I’m not so sure. In the comic book and show there’s a baby who has an unexpected crib death. In the comic, Death tells the baby “You get the same as anyone else. A lifetime.” There was a time when I thought that was kind of deep. Maybe even helpful. Now I don’t think that five years old should count as a lifetime. Just getting to college age shouldn’t count as a lifetime. I want someone to explain that to me and, as always, there’s no one who can even start to put together an answer I would find remotely helpful.
There was a phase – I guess I’m still in it – where a dark part of me just wanted everyone else to feel as miserable as I was. I don’t think that’s ever going to go away. But now I know of someone pretty much exactly as miserable as I was in 2019 and I know this isn’t what I want. But it’s hard to think what I want, other than my son standing right here where he’s supposed to be, not cremated in a cemetery blissfully aware of how the world fell apart with Covid-19 and the Russian invasion. I can’t put my hopes and desires into the shape of something attainable and what little hope I have is just too awful to really be said aloud.
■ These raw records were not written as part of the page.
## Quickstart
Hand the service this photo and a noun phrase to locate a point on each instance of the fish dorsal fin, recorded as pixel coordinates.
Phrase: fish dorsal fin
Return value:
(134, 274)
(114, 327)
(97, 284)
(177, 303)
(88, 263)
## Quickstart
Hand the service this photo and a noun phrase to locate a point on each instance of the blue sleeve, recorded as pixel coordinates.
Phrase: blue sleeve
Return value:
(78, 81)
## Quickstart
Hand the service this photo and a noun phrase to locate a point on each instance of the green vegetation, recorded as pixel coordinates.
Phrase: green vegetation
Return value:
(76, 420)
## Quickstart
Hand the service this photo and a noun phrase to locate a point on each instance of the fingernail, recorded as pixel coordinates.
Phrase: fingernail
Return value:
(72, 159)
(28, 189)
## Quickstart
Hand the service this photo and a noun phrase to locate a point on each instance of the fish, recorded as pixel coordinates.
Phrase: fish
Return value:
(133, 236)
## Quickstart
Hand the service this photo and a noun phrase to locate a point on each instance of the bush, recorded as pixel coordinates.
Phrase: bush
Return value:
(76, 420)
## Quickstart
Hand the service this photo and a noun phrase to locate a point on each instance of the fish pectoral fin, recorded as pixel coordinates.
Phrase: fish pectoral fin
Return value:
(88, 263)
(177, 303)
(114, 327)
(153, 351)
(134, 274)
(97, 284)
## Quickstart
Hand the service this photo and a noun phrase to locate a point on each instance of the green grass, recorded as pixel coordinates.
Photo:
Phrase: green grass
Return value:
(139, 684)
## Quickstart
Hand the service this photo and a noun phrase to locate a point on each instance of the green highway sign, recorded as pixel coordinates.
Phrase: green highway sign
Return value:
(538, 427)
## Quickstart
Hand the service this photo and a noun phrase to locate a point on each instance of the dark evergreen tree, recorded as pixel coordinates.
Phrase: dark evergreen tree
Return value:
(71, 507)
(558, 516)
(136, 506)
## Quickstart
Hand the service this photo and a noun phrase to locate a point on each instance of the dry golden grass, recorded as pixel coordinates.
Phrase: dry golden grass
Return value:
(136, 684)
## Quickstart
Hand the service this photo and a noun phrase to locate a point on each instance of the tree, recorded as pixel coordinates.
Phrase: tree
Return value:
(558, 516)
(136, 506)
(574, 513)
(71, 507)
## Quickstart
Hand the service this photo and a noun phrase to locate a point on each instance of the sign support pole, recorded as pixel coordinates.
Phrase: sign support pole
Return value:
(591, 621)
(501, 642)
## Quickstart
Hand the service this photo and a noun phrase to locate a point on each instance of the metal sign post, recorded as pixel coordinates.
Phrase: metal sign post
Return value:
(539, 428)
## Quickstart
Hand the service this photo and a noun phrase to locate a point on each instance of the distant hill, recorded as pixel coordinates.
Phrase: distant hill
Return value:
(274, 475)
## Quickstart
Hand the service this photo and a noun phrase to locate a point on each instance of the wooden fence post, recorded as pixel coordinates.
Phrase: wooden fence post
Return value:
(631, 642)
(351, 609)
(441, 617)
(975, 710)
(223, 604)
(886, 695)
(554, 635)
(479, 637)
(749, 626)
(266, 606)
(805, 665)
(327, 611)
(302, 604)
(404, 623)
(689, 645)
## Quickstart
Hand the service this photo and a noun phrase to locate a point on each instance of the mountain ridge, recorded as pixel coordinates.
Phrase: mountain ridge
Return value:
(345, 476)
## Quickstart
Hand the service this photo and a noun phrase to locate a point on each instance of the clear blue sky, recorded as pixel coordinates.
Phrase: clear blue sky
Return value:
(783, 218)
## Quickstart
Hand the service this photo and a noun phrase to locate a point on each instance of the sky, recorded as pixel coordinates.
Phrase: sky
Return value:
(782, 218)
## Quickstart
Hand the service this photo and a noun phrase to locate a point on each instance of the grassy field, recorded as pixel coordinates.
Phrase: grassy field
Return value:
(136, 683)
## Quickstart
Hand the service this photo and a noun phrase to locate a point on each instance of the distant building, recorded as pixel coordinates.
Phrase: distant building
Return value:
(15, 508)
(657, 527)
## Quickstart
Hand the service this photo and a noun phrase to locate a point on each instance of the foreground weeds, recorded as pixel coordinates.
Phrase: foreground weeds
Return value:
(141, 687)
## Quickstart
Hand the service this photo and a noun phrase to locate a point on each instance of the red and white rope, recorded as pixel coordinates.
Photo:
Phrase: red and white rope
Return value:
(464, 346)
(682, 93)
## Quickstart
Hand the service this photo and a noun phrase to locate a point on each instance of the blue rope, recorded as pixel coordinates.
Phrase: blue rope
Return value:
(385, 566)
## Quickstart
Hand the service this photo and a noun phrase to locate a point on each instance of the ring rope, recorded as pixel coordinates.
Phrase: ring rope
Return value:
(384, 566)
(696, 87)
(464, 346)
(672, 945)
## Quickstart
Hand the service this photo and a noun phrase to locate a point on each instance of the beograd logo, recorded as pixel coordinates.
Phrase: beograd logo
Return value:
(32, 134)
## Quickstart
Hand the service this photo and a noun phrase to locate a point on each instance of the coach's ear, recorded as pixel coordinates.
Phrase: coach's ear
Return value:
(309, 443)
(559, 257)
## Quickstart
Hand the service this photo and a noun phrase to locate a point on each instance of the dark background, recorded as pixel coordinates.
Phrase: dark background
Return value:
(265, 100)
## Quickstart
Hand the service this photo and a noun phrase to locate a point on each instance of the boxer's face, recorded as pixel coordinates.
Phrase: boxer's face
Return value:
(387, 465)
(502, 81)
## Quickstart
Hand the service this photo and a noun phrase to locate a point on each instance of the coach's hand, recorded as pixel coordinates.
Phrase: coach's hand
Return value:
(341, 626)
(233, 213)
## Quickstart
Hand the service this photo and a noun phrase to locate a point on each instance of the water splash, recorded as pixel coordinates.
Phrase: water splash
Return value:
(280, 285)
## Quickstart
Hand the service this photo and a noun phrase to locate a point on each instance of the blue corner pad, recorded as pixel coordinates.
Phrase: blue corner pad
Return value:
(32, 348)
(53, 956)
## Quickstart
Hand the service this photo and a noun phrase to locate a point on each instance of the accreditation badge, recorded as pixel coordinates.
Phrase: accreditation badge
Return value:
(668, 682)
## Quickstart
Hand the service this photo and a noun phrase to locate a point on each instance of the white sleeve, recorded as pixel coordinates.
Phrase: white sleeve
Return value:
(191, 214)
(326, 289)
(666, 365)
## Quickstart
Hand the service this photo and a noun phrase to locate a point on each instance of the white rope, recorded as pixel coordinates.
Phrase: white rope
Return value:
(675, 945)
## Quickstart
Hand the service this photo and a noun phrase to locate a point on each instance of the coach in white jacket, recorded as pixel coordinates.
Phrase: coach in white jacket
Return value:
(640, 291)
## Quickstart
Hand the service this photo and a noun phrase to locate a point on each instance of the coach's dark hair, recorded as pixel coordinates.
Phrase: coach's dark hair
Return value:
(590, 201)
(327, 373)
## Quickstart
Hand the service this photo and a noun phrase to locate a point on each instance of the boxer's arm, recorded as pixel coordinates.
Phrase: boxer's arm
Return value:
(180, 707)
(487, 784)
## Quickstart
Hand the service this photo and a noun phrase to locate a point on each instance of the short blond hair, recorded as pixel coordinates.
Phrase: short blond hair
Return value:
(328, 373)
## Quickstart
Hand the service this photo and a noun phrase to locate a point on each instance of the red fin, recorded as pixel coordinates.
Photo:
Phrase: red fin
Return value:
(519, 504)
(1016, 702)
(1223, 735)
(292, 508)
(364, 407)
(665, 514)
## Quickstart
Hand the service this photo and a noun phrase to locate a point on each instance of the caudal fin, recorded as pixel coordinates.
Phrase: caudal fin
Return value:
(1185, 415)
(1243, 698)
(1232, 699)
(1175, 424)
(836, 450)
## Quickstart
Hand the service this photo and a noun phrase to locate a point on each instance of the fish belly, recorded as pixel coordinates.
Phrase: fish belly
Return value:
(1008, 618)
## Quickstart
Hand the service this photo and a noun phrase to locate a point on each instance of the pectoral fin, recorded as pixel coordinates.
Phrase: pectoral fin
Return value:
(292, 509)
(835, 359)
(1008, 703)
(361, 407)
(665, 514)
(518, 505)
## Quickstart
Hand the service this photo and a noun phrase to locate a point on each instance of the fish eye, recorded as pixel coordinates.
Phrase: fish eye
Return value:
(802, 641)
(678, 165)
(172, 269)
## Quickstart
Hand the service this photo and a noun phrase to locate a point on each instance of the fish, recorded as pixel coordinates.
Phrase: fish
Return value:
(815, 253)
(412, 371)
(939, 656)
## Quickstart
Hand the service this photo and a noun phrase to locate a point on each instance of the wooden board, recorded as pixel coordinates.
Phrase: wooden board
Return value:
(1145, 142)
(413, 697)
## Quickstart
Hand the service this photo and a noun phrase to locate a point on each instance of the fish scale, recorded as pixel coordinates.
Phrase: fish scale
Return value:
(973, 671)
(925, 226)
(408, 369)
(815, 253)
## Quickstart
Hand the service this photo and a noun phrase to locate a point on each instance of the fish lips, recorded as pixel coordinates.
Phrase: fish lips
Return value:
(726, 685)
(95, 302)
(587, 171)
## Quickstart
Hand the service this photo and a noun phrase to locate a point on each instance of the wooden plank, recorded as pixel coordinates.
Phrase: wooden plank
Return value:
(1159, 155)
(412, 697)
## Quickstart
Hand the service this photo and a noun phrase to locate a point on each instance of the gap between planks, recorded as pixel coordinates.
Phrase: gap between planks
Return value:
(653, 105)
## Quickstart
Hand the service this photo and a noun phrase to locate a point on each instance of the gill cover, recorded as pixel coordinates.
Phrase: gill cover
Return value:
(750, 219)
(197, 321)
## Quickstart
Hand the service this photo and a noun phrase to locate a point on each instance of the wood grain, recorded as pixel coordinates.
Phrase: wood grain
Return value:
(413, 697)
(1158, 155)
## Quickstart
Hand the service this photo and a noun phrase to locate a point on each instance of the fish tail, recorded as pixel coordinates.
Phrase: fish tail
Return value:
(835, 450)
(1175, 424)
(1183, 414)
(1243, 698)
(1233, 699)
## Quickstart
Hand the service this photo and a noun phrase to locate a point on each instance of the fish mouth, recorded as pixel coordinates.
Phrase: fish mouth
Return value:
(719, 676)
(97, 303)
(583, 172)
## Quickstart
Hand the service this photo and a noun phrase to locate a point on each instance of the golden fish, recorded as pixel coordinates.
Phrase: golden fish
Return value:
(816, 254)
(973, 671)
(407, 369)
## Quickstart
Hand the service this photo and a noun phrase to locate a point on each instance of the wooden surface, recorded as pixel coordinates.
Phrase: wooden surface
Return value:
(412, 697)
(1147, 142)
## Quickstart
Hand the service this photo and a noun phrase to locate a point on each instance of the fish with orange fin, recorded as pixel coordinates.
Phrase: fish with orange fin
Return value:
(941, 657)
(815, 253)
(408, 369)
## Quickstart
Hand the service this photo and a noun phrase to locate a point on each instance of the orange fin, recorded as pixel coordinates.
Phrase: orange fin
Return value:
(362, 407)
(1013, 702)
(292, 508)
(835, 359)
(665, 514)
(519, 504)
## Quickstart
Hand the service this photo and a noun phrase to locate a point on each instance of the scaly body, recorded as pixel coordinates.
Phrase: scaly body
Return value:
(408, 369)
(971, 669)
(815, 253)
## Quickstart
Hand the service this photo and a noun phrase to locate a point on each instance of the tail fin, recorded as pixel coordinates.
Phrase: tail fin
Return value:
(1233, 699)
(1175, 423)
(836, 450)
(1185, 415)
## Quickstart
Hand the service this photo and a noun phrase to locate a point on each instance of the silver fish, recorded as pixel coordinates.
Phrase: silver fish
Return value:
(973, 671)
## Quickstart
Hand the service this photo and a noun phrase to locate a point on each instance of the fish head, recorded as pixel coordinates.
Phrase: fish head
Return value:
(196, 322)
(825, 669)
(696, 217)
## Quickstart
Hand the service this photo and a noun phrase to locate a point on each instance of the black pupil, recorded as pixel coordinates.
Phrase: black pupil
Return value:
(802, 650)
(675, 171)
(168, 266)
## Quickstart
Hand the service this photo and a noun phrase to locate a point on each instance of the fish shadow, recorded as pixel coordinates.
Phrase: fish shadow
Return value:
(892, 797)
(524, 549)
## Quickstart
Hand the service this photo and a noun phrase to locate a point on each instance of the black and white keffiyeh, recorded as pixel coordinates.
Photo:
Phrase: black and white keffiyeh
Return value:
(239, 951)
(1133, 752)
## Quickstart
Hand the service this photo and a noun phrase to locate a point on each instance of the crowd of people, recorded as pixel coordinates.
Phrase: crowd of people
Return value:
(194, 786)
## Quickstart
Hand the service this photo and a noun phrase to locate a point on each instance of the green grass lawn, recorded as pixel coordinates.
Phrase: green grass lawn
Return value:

Because there are so many people in the foreign ministry and because your path might intersect with someone for a few years and then you don’t see them for a decade because they’ve been in Buenos Aires and Djibouti while you’ve been in Montreal and Jakarta, they keep people updated with some kind of internal updates. Sadly, it also means you hear about people who have died. Christina told me a few nights ago that she heard about a former colleague and her husband who died last month, just three weeks apart, and neither was past their mid-60s.
She took that as a sign that we need to make the most out of the time we have left.
I’m not saying she’s wrong. I’m not saying I disagree. I’m not saying I won’t try. I think we’ll even pull it off a little. But there’s a lot of weight binding us down. And every new case like this just wears me down that much more. It’s wrong for a child to die before the parent and, as awful as so many other things are, this is a particular kind of awful that just keeps hitting you between the eyes.
And so the new parents of the dead keep coming. One thing I notice is that Christina and I kind of held it together (I’m not saying there were days when we didn’t) through it all. There’s research about couples falling apart, both mentally and in terms of their relationship just ending with the death of a child. I’ve seen people barely able to speak and people who essentially pretend their dead child never happened. I’m not judging but, based on that, it feels like we’re holding up pretty well. But if the concession prize of your child dying is that you don’t fall to pieces, then you know it’s a crap game.
<3
Maybe this would be helpful for the newly bereaved family:
https://maven.com/coping-with-loss/a-better-way-to-grieve
“These dead children weigh me down so.” As they should. As a pastor, even I don’t pretend to have great or satisfying answers to these questions. But in my funeral homilies, whether with expats or Kenyans here, I make it clear that death.is.wrong. It’s not the way it was supposed to be in God’s world. And yet, I don’t have adequate answers as to why he’d allow it, especially for these precious children. All I can do is press into the hope of the resurrection. After all, I personally don’t find the alternative “hopes” or embrace of ennui satisfying either.
Thank you for sharing these beautiful reflections, Niels.